Kimberly Rodriguez is a junior mechanical engineering major from Maracaibo, Venezuela. She is the Aerodynamics and Structures lead of the Rice Eclipse rocketry team student club. In this personal article, Rodriguez shares her experience participating in the Spaceport America Cup in Las Cruces, New Mexico, the largest intercollegiate rocketry competition in the world.
When I came to Rice University, I was interested in engineering, but I didn’t know that I would become fascinated with aerospace. Two of my O-Week advisors were very involved with Rice Eclipse and spoke highly of the team. I joined the club as a freshman and then got involved in the Structures and Recovery sub-teams for the competition rocket that year. In Rice Eclipse, I learned about design and machining techniques for a project that actually flew long before I learned it in class.
I liked the sub-team's work so much that I became the Structures lead during as a sophomore before advancing to Aerodynamics Lead this year. My job [on the team] is to manage the design, manufacturing, and testing of our rocket for the competition — overseeing several sub-teams that work on different parts of the rocket.
This year, Eclipse’s competition rocket is an unprecedented project for a Rice student team.
Named Athena after the Athenian owl on Rice’s academic seal, it is as a nod to it being Eclipse’s first competition rocket project led by a woman. Athena will fly to 30,000 feet and will be the first Eclipse rocket to break the sound barrier. No other Rice team has built a vehicle that has flown higher or faster.
"As a kid, I didn't have experience working with rockets of any type, so it's very exciting for me to be able to contribute and see this project all the way through to Spaceport 2021," said Dylan Rivera, mechanical engineering junior and Airframe Sub-team Lead. "The fact that we're doing this during a global pandemic makes it all the more memorable."
The COVID-19 pandemic has definitely made our work harder. The manufacturing of Eclipse’s rockets usually involves several people clustered around a relatively small component. My sub-teams normally held machining sessions in the OEDK with four or five people around a CNC mill, taking turns teaching new members how to machine. We can’t do that this year, but we have adapted our methods to keep everyone safe. Now my sub-team leads send out time slots for machining or lab work sessions, so team members can sign up for slots to keep the lab spaces under their safe capacity.
"Organizing a project of this size and completing it when some of the members like myself are remote and we have limited space and time is truly impressive," said Savannah Tiemann, chemical and biomolecular engineering sophomore and Composites Sub-team Co-Lead. "I'm so proud of how Eclipse has functioned as a team to build Athena given the circumstances."
I was worried I was asking too much of my sub-team leads this year with the condensed semester schedule and anxiety from the pandemic, but they’ve done great in finding ways to continue their work and educating their members while keeping everyone safe.
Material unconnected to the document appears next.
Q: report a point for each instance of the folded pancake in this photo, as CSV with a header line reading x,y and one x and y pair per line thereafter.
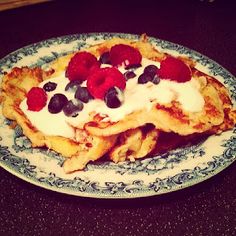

One of my sub-team leads is remote and has done an amazing job staying connected with her team and her co-lead on campus.
"With almost all of my classes being online, the in-person facet of Eclipse is incredibly valuable. It's almost like it gives me a reason to be on campus," said Prithve Shekar, mechanical engineering sophomore and Certificates Sub-team Lead.
In all, I am very proud of how much my team has accomplished on Athena this semester. I’m also proud to be leading such a diverse team, which is often not the case on aerospace projects. Lastly, I did an internship this past summer at Boeing doing structures work for satellites as well, and my Eclipse experience was very helpful there.